We think this is true in the case before us. The cause of the death sued for was defendant's loss of control of the truck. This may have been due to his own negligence, or it may have been due to no fault of his an unavoidable accident resulting from the brakes giving way or the breaking of some part of the control mechanism of the truck. Since such conflicting inferences might be reasonably drawn from the evidence, it was for the jury to choose the inference they thought most probable; and we cannot say that there was no evidence *786 to support their verdict for defendant.

Plaintiffs assign for error that the verdict "is contrary to the weight and preponderance of the evidence." The constitutional right of trial by jury forbids us to set aside a verdict as against the weight of the evidence. Therefore such an assignment of error presents no question that can be considered by this Court. Illinois Cent. Railroad Co. v. Abernathey, 106 Tenn. 722, 728, 64 S.W. 3, and cases there cited; Tallent v. Fox, 24 Tenn. App. 96, 107, 141 S.W.2d 485; Cherry v. Sampson, 34 Tenn. App. 29, 32, 232 S.W.2d 610.

Plaintiffs complain of the exclusion of evidence. This assignment, however, fails to "quote the full substance of the evidence excluded," and therefore cannot be considered by us. Rule 11(3), Williams' Code, Vol. VII, p. 546, 29 Tenn. App. 830.

All the assignments of error are overruled and the judgment of the Circuit Court is affirmed. The costs of the appeal in error are adjudged against plaintiffs in error.

HOWELL and HICKERSON, JJ., concur.

Primary Holding
A defendant must produce a reasonable explanation for an injury to avoid liability when the rule of res ipsa loquitur applies. However, how strong that explanation must be depends on how strongly the rule applies.
Crabtree drove down a mountain road with Sullivan as his passenger. For unclear reasons, Crabtree suddenly swerved across the road and drove down a steep slope, which resulted in an accident in which Sullivan died. Sullivan's parents brought a wrongful death claim against Crabtree, who suggested that he might have lost control of the vehicle because of road defects, such as uneven pavement. However, he did not know with certainty why he had swerved.
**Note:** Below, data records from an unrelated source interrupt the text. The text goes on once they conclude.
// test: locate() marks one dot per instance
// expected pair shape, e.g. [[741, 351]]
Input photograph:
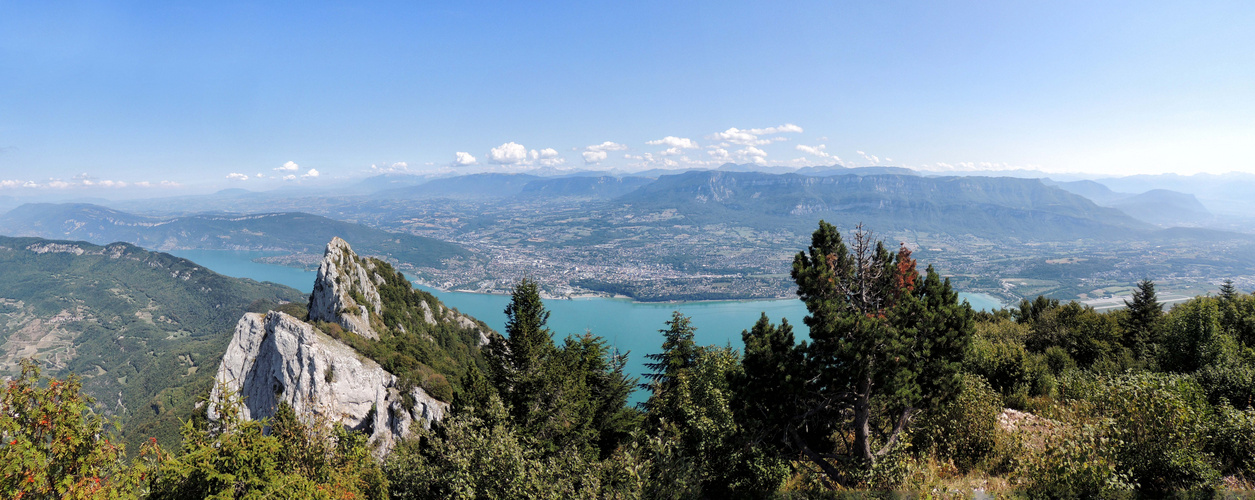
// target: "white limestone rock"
[[277, 358], [340, 277]]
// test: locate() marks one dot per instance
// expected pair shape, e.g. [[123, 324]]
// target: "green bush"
[[1074, 464], [1160, 427], [1234, 444], [964, 430]]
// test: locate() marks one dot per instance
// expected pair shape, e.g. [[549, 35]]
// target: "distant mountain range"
[[143, 329], [1162, 207], [492, 186], [984, 206], [286, 231]]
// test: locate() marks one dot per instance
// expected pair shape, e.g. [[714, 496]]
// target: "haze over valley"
[[626, 250]]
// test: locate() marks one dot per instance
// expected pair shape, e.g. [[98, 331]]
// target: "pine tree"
[[520, 358], [1143, 314], [1228, 292], [877, 334], [679, 353]]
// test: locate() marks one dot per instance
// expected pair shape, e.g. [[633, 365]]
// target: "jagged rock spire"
[[345, 290]]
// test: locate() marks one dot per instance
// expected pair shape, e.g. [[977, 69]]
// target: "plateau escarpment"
[[374, 356]]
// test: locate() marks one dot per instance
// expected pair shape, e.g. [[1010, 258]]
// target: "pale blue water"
[[630, 326]]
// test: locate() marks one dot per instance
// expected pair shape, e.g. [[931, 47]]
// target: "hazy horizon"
[[121, 99]]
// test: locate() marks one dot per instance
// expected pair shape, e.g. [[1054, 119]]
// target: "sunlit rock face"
[[345, 290], [276, 358]]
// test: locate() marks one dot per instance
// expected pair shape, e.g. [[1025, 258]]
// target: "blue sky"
[[137, 93]]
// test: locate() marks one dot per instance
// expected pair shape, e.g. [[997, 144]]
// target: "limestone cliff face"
[[345, 290], [277, 358]]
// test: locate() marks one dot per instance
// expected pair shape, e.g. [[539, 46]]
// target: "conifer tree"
[[679, 353], [1143, 313], [880, 337], [1228, 292]]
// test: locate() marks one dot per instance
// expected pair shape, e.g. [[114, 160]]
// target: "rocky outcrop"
[[345, 290], [276, 358]]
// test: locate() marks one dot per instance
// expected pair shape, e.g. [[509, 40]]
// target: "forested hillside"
[[995, 207], [899, 387], [143, 329], [284, 233]]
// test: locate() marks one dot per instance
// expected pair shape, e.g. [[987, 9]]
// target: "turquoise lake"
[[630, 326]]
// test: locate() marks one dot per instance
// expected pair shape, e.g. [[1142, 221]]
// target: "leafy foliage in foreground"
[[1047, 401]]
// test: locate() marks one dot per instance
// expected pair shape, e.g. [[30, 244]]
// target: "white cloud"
[[508, 153], [675, 142], [749, 137], [390, 167], [817, 151], [872, 158], [752, 155], [596, 153], [768, 131], [594, 156], [606, 146]]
The jury was persuaded by Crabtree's testimony and found that there was no liability.


  • Felts (Author)

While the facts giving rise to the case suggested that there was evidence of negligence, the jury was free to conclude that Crabtree was not negligent by drawing the inferences that it saw as most plausible, considering the facts. Even if the defendant cannot conclusively identify the cause of an accident, liability in a case brought under res ipsa loquitur is not automatic.

Case Commentary
It is unusual to see an application of res ipsa loquitur to a car accident, but this case shows how its impact can be lessened depending on the individual case.